Metti che una sera esci con un amico, e capisci che, forse, sei ancora in grado di provare delle cose, magari perché arriva una ragazza, magari perché conosci una persona a te affine, a te congeniale, perché vi trovate sulla stessa lunghezza d’onda, sulla stessa lunghezza di pensiero, sulla stessa lunghezza di idee?

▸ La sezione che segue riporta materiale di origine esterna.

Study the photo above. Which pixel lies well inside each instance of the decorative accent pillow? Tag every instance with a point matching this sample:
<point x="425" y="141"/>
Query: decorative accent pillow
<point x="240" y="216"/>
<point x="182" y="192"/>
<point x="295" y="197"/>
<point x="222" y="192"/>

Si, può capitare, ma ti fermi, ti “auto limiti”, ti fermi e pensi che non è il caso, che ne hai già viste e sentite fin troppe, che ne hai passate talmente tante da evitare di farti i cosiddetti “film”, peraltro totalmente inutili: si, provi delle cose, sei ancora in grado di farlo, ma sai benissimo che le cose sono fin troppo diverse, sono fin troppo particolari, sono fin troppo arzigogolate e fin troppo particolari per poter funzionare… E allora ti fermi, cerchi di riflettere e sopprimere i pensieri e quel che senti dentro, anche se, in cuor tuo, senti che qualcosa cresce in te, ma, contemporaneamente, sai benissimo che devi fartela passare o togliertela dalla testa, perché non puoi permetterti il lusso di soffrire ancora, di credere in qualcosa che, poi, si rivela impossibile. No, non puoi permettertelo affatto.

Però sai che qualcosa riesci ancora a provare, e chissà che non riesci anche a FAR provare qualcosa. Di per se sarebbe già una bella consapevolezza, tranquillizzante, capace di renderti, forse, un po più tranquillo, un po più felice!